First, this is not self-centred writing in any sense. She relays her experiences in simple narration. She deals with love, the slow loss of a parent, the ups and downs of trying to have children, and she never narrows in on herself. (And it just too easy to do just that when doing this kind of writing.)
Second, it's a well written story of a modern woman connecting her life to six female saints: Teresa of Avila, Therese of Lisieux, Faustina of Poland, Edith Stein of Germany, Mother Teresa of Calcutta, and Mary of Nazareth. Their lives relate to her deepest longings, guide her through some difficult decisions, and lead her to rethink nearly everything she thought she knew about what it means to be a liberated woman in the twenty-first century.
For someone who is not a Catholic, I don't understand the prayers to Mary that I have often heard when attending mass with my mother.

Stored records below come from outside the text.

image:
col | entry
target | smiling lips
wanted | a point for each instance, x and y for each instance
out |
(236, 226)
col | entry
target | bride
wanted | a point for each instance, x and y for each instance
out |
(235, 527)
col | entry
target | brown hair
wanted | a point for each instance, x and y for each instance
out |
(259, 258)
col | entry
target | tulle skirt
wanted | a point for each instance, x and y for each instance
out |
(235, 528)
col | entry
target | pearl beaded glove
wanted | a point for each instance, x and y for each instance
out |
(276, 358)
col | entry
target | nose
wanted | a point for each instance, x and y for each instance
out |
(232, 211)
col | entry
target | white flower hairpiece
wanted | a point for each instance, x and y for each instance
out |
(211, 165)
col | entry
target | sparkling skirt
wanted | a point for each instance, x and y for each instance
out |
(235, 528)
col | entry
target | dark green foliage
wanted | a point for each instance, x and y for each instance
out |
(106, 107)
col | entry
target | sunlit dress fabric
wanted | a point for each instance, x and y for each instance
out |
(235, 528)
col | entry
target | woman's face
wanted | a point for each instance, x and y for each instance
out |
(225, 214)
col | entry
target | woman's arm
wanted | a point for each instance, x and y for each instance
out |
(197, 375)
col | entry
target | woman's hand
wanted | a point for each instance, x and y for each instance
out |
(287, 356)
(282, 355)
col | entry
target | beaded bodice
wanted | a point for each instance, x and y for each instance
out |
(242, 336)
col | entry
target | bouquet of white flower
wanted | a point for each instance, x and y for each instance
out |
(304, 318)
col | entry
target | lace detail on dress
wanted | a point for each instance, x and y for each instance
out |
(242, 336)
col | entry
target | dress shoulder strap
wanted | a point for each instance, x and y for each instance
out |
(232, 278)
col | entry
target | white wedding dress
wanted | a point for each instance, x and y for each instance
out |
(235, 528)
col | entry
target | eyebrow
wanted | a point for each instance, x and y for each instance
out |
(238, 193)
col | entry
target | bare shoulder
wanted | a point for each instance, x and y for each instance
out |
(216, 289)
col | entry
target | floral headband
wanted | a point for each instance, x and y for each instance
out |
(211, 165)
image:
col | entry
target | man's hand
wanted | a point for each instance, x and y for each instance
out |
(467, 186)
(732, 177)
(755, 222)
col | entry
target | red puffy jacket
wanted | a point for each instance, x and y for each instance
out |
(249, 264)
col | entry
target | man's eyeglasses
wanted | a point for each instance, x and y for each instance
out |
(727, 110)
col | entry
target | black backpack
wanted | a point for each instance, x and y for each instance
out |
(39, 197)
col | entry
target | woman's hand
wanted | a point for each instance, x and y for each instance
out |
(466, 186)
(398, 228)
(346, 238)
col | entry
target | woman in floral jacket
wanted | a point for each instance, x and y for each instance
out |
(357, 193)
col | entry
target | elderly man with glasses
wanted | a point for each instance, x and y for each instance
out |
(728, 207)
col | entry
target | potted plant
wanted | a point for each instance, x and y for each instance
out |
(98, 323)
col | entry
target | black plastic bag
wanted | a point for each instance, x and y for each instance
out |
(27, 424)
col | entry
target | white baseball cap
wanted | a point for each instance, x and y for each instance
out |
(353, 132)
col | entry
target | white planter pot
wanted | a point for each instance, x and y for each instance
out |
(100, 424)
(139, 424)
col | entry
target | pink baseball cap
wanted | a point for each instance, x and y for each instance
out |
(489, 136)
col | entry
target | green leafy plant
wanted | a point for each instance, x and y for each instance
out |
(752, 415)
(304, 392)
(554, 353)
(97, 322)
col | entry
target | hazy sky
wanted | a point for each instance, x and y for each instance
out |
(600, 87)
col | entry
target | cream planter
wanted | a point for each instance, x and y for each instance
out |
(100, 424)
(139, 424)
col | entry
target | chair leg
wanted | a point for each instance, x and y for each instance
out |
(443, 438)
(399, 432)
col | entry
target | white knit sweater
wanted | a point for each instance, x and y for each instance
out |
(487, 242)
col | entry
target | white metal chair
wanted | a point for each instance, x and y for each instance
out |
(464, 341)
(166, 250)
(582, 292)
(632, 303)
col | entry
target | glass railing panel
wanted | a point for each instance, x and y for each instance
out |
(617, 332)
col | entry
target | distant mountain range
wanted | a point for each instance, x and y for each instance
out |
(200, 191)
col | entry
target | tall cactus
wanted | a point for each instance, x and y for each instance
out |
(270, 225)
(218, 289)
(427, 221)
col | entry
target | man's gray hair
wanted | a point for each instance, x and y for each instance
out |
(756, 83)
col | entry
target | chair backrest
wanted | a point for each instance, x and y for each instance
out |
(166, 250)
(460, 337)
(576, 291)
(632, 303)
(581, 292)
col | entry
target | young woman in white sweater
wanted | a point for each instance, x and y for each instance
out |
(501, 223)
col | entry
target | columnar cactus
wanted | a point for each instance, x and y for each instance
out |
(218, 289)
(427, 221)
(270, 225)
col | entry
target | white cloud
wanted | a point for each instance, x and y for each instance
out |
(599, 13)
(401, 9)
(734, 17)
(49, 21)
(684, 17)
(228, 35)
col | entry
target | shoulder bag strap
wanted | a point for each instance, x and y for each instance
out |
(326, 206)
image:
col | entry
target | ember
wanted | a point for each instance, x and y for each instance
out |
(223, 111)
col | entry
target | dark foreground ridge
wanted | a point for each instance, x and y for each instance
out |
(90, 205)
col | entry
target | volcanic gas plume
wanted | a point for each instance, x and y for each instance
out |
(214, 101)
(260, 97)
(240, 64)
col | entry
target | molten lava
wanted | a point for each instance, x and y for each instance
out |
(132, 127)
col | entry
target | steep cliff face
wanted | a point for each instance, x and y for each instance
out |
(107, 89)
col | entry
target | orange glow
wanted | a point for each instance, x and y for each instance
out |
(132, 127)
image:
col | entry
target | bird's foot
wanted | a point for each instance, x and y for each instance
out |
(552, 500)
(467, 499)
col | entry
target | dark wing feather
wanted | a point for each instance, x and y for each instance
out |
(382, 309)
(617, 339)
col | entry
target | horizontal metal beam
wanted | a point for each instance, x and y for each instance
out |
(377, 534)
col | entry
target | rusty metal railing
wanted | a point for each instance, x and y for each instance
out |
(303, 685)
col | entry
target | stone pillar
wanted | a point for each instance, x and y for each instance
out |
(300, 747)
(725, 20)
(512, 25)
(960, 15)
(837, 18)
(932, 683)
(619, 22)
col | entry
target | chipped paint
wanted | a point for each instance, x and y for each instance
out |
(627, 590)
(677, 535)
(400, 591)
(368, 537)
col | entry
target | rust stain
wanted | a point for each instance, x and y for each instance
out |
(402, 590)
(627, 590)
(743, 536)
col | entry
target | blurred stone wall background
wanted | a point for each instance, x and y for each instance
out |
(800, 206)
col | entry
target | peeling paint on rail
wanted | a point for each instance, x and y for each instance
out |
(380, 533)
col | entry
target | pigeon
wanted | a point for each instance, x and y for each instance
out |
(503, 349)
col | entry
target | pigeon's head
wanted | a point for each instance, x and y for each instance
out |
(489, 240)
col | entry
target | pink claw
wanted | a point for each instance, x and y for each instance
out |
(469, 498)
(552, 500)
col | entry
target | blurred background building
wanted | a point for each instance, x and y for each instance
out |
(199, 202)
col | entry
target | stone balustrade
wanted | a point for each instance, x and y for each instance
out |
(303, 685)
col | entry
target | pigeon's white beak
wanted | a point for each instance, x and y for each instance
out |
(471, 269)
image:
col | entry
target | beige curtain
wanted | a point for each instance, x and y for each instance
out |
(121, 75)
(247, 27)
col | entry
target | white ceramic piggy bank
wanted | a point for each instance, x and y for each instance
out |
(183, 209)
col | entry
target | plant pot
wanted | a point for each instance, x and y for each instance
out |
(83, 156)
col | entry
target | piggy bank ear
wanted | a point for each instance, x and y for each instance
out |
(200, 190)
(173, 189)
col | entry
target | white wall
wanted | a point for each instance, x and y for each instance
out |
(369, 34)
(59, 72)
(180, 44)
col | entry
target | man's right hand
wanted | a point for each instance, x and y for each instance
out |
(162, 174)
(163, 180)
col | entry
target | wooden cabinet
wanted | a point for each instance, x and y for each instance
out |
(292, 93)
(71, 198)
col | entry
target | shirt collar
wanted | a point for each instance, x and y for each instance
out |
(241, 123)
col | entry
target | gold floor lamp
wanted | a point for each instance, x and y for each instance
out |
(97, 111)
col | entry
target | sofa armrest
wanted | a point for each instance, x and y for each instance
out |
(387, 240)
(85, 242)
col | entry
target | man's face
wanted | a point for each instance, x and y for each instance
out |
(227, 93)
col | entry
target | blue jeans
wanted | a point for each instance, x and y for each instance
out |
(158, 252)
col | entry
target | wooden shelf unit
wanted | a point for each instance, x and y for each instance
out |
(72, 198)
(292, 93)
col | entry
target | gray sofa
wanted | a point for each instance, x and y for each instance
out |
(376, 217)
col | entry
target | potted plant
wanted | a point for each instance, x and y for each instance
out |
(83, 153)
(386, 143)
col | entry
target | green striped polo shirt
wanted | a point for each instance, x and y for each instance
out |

I appreciated her explanation of why Mary is so revered in the Catholic tradition, even if I don't agree with it.
Another aspect of the book that I enjoyed is her quest to understand the meaning of her life and identity in light of her faith and contemporary feminism. I love the wrestling she does with the dilemmas of her generation: confusion over the sexual chaos of the hookup culture, tension between her duelling desires for professional success and committed love, ambivalence about the demands of marriage and motherhood, and anguish at her father's descent into dementia and her own infertility.
This is gem that would be great to share at a book club with mothers and daughters. Lots to discuss.